Love letter to history of stop-motion animation

ANIMATED APE Stop-motion creates iconic King Kong scene.

By Kaylee Chan | Editor in Chief

   In one of the most iconic scenes in cinematic history, an improbably giant ape climbs the Empire State Building and pounds on his chest over the city skyline during the famous 1933 movie “King Kong”. Back in the 1930s, there was no computer-generated animation, and a hand-drawn cartoon could not adequately portray realism. In order to capture the famous monster’s rampage as audiences know it now, King Kong was animated through the process of stop-motion— an art form with a rich history that remains charming for viewers today.

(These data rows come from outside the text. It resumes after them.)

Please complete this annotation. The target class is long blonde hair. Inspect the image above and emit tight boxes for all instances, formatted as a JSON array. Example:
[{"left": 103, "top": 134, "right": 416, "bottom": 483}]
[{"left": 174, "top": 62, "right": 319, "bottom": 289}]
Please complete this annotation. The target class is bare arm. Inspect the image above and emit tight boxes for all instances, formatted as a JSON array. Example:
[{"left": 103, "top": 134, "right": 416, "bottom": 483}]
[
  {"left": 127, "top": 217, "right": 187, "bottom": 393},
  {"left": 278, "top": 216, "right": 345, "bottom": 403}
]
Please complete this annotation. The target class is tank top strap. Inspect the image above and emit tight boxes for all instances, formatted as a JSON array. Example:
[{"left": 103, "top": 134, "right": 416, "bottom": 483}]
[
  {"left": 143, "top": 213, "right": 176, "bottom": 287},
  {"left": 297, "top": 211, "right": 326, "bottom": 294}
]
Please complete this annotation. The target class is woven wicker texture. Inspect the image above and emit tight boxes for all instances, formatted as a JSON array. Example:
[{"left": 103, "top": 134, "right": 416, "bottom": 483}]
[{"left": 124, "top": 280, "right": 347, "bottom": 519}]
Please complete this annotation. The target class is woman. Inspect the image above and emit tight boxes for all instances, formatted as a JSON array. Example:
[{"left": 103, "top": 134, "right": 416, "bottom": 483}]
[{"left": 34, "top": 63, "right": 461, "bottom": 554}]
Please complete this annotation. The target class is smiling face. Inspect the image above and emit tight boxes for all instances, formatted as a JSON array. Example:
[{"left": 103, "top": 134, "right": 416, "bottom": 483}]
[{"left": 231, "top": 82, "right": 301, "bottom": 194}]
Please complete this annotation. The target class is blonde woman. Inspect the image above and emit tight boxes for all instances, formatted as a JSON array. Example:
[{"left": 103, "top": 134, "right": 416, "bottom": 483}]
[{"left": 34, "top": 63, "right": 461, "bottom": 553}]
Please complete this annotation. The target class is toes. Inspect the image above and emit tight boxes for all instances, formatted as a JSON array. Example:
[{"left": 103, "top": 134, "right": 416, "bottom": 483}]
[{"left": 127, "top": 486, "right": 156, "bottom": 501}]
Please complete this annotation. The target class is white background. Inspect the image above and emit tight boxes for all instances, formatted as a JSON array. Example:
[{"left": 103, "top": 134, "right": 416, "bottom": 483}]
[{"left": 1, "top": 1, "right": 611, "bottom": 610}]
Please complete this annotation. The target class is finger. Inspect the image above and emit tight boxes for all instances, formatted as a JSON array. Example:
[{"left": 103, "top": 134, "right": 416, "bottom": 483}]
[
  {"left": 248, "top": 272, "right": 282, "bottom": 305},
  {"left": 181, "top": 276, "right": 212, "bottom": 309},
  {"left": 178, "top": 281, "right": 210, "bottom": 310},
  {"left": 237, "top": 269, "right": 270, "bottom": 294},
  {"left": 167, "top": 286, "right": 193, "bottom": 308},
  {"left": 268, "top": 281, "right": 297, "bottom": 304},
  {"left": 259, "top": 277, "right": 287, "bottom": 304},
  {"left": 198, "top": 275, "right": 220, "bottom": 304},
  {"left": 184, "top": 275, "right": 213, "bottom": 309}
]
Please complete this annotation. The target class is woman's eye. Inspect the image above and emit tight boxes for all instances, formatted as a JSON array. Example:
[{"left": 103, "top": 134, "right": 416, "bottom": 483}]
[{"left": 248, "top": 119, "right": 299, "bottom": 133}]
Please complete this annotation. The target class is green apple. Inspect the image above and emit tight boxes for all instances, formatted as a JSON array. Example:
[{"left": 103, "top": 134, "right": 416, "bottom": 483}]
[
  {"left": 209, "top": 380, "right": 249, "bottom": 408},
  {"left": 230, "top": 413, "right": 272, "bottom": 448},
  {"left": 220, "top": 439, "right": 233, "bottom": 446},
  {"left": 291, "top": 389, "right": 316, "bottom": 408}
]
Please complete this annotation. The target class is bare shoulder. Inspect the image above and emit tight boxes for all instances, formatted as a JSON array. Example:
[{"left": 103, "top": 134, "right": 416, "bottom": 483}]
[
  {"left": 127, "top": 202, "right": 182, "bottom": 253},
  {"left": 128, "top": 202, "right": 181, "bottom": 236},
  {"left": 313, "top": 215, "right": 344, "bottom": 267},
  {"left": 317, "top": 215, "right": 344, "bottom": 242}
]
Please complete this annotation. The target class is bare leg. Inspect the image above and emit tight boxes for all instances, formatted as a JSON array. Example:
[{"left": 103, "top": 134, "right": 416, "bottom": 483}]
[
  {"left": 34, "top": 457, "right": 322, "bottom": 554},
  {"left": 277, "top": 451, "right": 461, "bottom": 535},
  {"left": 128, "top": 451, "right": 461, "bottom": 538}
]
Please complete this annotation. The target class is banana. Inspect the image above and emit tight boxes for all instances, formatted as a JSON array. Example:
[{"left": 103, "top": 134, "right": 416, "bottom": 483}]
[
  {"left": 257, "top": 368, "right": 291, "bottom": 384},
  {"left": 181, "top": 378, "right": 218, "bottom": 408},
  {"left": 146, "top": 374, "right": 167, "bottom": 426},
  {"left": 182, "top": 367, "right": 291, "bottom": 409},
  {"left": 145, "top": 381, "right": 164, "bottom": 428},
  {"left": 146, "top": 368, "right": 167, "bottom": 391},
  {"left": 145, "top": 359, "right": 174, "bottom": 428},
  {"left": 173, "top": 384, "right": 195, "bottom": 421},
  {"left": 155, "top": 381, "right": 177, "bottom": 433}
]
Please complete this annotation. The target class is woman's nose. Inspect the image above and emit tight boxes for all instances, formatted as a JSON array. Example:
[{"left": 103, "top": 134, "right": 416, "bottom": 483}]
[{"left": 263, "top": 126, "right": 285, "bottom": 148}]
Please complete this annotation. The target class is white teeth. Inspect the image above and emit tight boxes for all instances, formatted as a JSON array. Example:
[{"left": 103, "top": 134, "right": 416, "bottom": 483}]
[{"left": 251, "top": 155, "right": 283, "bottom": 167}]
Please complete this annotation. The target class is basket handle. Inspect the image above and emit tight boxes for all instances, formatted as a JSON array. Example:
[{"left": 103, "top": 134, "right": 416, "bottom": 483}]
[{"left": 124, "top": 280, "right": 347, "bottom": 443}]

   Stop-motion was already an established animation medium decades before the creation of “King Kong”. While it is difficult to pinpoint its origins, the directors claiming to be the first to use stop-motion in a movie were animators James Stuart Blackton and Albert Edward Smith, who created the movie “The Humpty Dumpty Circus” in 1898. While the film is now lost, it is known that they animated wooden toy dolls, according to The Wrap.

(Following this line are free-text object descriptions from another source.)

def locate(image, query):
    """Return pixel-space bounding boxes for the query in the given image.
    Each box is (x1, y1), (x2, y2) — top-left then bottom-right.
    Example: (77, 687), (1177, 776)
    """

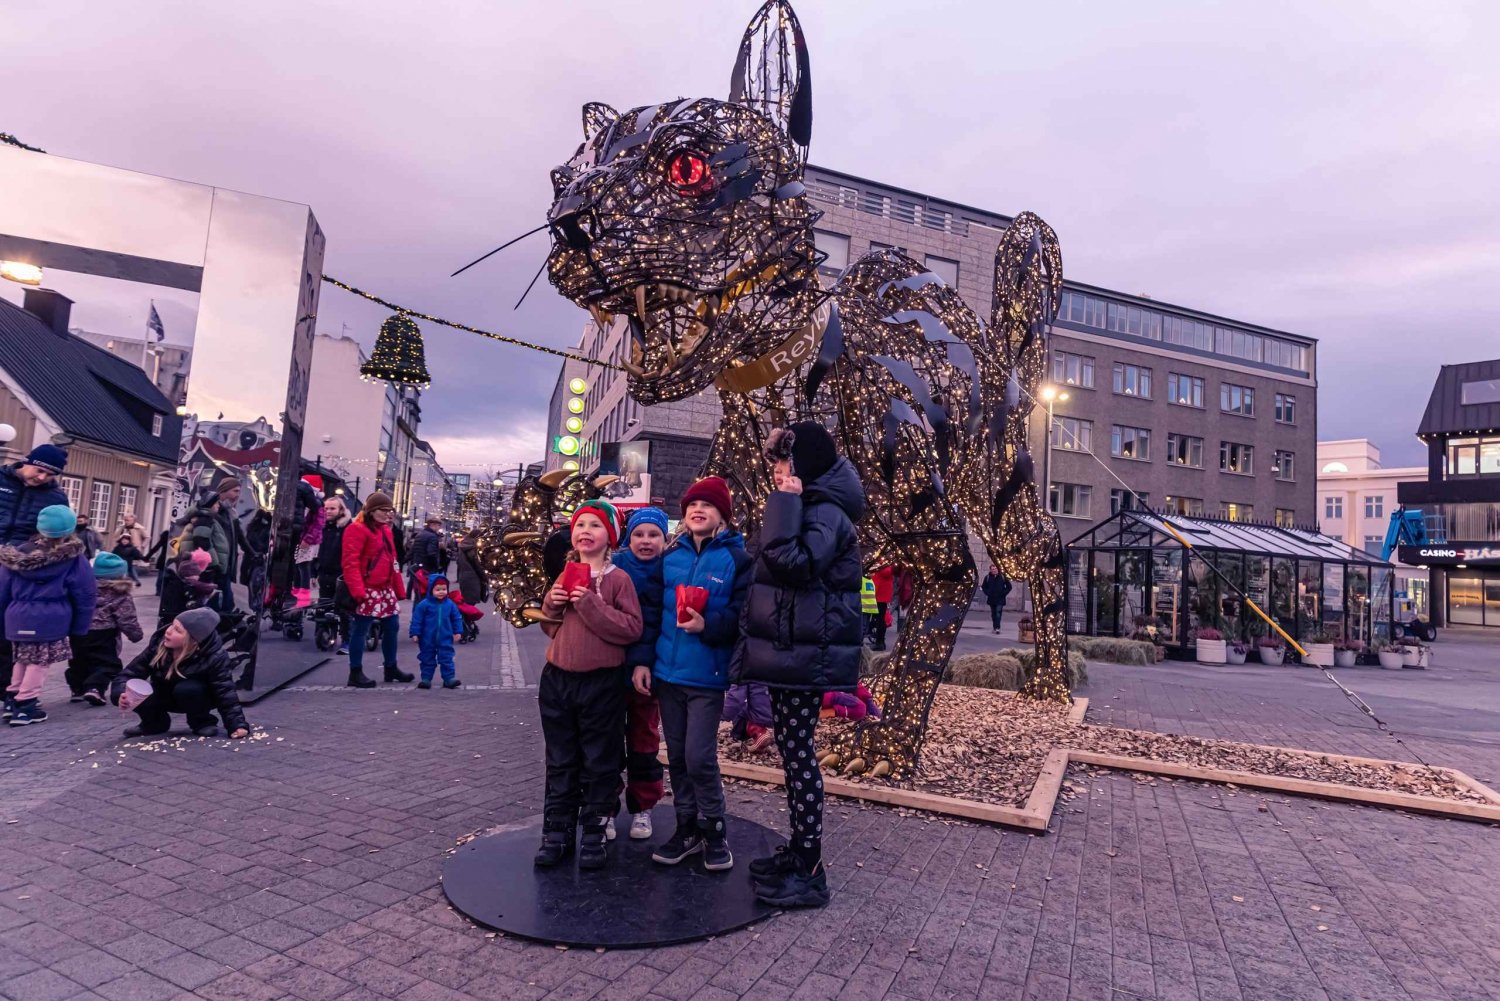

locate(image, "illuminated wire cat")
(485, 0), (1068, 778)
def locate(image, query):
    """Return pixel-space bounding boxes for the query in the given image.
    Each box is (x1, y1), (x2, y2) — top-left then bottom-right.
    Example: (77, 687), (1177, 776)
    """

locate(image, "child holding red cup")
(535, 499), (642, 870)
(637, 477), (752, 872)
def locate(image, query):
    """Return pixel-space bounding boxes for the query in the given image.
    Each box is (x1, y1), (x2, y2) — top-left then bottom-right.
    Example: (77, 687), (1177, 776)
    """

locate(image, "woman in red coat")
(340, 492), (413, 688)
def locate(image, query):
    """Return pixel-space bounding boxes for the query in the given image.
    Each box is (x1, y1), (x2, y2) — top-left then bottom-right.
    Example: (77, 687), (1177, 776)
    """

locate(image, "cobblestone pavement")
(1, 605), (1498, 1001)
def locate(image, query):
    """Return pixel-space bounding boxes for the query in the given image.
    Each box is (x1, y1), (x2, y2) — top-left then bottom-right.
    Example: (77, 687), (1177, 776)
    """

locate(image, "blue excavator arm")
(1380, 507), (1428, 562)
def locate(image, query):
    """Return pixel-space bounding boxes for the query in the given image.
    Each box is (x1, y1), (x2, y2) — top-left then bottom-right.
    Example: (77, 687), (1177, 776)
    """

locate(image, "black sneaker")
(651, 817), (703, 865)
(69, 692), (86, 703)
(578, 818), (609, 870)
(191, 724), (219, 738)
(700, 817), (733, 871)
(443, 679), (462, 689)
(83, 689), (106, 707)
(750, 845), (798, 882)
(417, 680), (432, 690)
(534, 828), (574, 867)
(7, 701), (46, 726)
(755, 856), (830, 908)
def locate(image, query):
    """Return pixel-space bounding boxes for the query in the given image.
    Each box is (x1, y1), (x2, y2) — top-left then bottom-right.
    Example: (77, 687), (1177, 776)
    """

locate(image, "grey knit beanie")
(177, 607), (221, 644)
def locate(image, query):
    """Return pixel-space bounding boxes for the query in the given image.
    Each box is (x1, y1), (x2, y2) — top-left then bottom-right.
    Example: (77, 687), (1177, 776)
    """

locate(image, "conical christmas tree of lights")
(361, 313), (431, 388)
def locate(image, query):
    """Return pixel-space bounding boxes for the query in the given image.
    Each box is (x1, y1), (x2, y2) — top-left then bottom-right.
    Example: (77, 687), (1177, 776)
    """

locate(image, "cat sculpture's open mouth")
(585, 283), (724, 380)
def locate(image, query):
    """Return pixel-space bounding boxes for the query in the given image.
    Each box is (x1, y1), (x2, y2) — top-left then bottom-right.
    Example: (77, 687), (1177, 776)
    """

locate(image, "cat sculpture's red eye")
(666, 151), (714, 195)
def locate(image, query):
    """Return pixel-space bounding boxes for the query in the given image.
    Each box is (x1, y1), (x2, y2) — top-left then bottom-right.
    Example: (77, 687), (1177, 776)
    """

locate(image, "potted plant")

   In the early 1900s silent film era, stop-motion was used both in combination with live action like in the 1907 horror movie “The Haunted Hotel” or on its own such as “The Cameraman’s Revenge”, a 1912 Russian short film by Władysław Starewicz that was just one in a series starring insect puppets made from real dead bugs, according to Vox. Though largely forgotten in modern times, his solo-made films cemented him as a pioneer in early animation.

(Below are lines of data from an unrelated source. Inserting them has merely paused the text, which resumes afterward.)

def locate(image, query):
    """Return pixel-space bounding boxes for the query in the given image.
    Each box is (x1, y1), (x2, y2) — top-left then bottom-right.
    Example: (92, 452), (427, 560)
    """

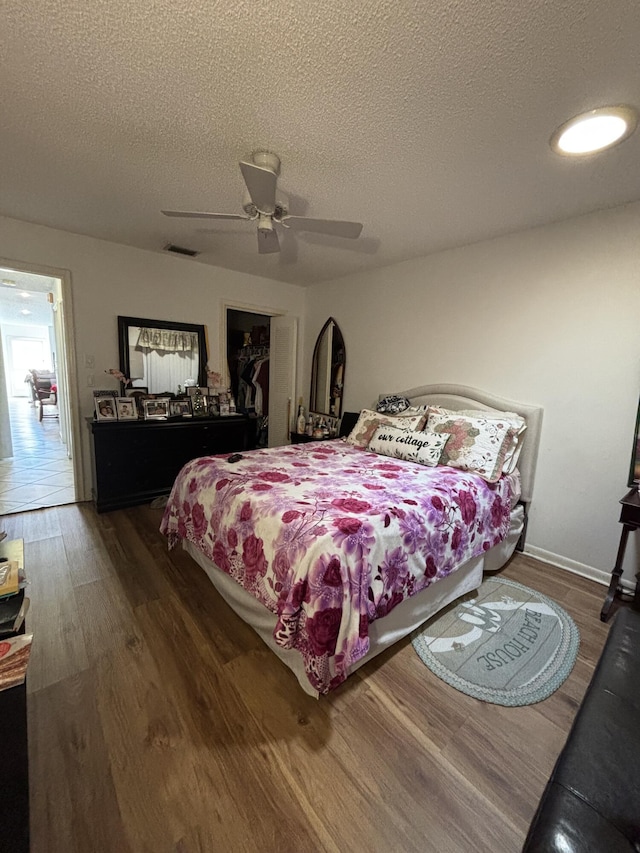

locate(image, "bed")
(161, 384), (543, 697)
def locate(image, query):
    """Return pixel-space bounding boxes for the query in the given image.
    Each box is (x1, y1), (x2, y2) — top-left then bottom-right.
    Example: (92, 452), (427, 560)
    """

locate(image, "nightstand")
(289, 432), (332, 444)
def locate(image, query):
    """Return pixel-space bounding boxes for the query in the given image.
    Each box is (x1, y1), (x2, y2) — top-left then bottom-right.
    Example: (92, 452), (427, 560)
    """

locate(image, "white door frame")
(0, 256), (85, 501)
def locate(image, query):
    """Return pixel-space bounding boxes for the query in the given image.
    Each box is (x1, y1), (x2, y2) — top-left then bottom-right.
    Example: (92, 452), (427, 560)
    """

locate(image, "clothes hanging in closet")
(233, 345), (269, 415)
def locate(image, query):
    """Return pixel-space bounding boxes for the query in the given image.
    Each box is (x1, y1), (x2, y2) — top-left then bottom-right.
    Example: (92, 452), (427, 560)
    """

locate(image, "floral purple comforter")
(160, 440), (514, 694)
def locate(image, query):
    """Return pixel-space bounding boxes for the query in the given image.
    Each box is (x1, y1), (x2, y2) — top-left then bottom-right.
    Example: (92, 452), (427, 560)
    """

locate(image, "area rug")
(411, 577), (580, 706)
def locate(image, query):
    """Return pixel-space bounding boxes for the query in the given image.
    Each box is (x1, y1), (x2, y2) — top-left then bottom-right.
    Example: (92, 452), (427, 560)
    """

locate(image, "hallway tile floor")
(0, 397), (75, 514)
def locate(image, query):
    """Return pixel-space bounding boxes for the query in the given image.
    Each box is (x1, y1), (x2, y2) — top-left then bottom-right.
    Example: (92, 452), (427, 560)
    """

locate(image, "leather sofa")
(522, 606), (640, 852)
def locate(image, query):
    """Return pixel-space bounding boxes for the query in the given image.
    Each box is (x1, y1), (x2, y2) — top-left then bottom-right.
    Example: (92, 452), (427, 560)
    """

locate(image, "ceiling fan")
(162, 151), (363, 255)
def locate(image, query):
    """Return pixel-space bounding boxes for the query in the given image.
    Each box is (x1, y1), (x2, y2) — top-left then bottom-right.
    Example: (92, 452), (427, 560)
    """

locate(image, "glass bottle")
(297, 401), (306, 434)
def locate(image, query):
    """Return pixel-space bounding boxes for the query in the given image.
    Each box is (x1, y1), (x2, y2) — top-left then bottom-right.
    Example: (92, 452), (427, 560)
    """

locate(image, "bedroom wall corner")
(303, 201), (640, 585)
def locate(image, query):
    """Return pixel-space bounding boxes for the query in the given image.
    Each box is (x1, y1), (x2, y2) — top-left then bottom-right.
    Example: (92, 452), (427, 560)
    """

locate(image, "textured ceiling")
(0, 268), (57, 327)
(2, 0), (639, 286)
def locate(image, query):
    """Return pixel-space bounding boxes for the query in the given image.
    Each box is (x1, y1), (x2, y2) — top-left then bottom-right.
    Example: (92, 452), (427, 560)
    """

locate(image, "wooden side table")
(600, 488), (640, 621)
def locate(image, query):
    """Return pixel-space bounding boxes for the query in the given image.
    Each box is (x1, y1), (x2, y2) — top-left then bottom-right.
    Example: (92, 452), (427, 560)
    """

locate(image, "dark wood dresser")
(89, 416), (253, 512)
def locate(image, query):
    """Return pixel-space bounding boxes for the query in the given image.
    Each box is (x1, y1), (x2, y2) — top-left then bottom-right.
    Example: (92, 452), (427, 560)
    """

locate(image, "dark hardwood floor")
(3, 504), (611, 852)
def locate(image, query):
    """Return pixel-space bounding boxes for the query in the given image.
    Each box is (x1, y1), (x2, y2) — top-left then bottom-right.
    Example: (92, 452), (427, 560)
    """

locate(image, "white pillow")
(425, 410), (517, 482)
(346, 409), (427, 449)
(427, 406), (526, 474)
(368, 425), (449, 466)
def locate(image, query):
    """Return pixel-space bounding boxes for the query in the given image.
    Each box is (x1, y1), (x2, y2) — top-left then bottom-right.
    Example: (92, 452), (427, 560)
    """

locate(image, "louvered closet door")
(268, 315), (297, 447)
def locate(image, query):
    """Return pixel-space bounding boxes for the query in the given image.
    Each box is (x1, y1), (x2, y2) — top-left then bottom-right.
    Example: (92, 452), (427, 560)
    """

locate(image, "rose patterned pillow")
(425, 411), (517, 482)
(368, 425), (449, 466)
(345, 409), (426, 448)
(427, 407), (526, 475)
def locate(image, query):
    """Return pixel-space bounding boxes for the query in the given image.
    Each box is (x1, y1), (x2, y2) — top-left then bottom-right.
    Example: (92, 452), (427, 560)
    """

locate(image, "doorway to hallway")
(0, 264), (78, 514)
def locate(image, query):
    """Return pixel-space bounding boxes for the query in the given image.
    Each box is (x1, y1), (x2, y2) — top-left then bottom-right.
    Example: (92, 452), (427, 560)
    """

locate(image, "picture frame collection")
(93, 388), (236, 422)
(94, 389), (189, 422)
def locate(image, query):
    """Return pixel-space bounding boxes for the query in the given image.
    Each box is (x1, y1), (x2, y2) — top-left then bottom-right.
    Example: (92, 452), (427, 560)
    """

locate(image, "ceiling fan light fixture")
(161, 150), (363, 255)
(249, 151), (281, 175)
(551, 105), (638, 155)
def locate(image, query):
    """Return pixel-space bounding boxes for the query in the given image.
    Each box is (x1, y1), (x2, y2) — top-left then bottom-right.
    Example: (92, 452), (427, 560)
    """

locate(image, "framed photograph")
(115, 397), (138, 420)
(186, 386), (208, 397)
(143, 399), (169, 420)
(95, 396), (118, 421)
(191, 394), (208, 417)
(170, 399), (192, 417)
(125, 386), (147, 397)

   The next few decades continued the stop-motion trend, with Willie O’Brian’s memorable animation work in “King Kong” giving stop-motion increased prominence in mainstream media.

   Stop-motion movies adapted to color as color film reached local theaters in the 1950s. Claymation, the act of animating figures created from clay, helped cement this change. In 1955, the abstract green clay figure of Gumby charmed audiences in “The Gumby Show”, which went on for over three decades.

   “The Gumby Show” doubled as one of stop-motion’s first forays into children’s animation, along with the 1964 movie “Rudolph the Red-Nosed Reindeer”, now a cornerstone of Christmas television specials.

   The versatility of stop-motion only grew more varied as animation technology advanced near the turn of the century. Henry Selick’s “The Nightmare Before Christmas” gained a cult following for its inventive use of stop-motion, and was the first animated movie to be nominated for the Academy Award for Best Visual Effects.

   Stop-motion also gained commercial success, with the 2000 Aardman Animations movie “Chicken Run” earning over $224 million.

   Despite the increasing prevalence of computer-generated imagery in recent media, stop-motion animation is far from dead.

   The medium has recently attracted renowned filmmakers such as Guillermo del Toro, who employed stop-motion in directing Disney’s new Pinocchio reboot, set for Netflix release on Dec. 9.

   Most recently, the claymation film “Wendell & Wild” hit theaters on Oct. 25 to positive reviews. It joins a line of other notable stop-motion works by Selick, who, along with “The Nightmare Before Christmas”, also directed “Coraline” and “James and the Giant Peach”.

   Even as the landscape of film adapts to advancing technology and experimentation, stop-motion animation will continue to have a valuable place in filmmaking. The act of giving life to physical props creates a sense of eye-catching realism in the film that cannot be replicated with computer graphics.

   Many of the most beloved and memorable movies and shows are owed to this unique animation style, and many more stop-motion classics are sure to be created in the years to come.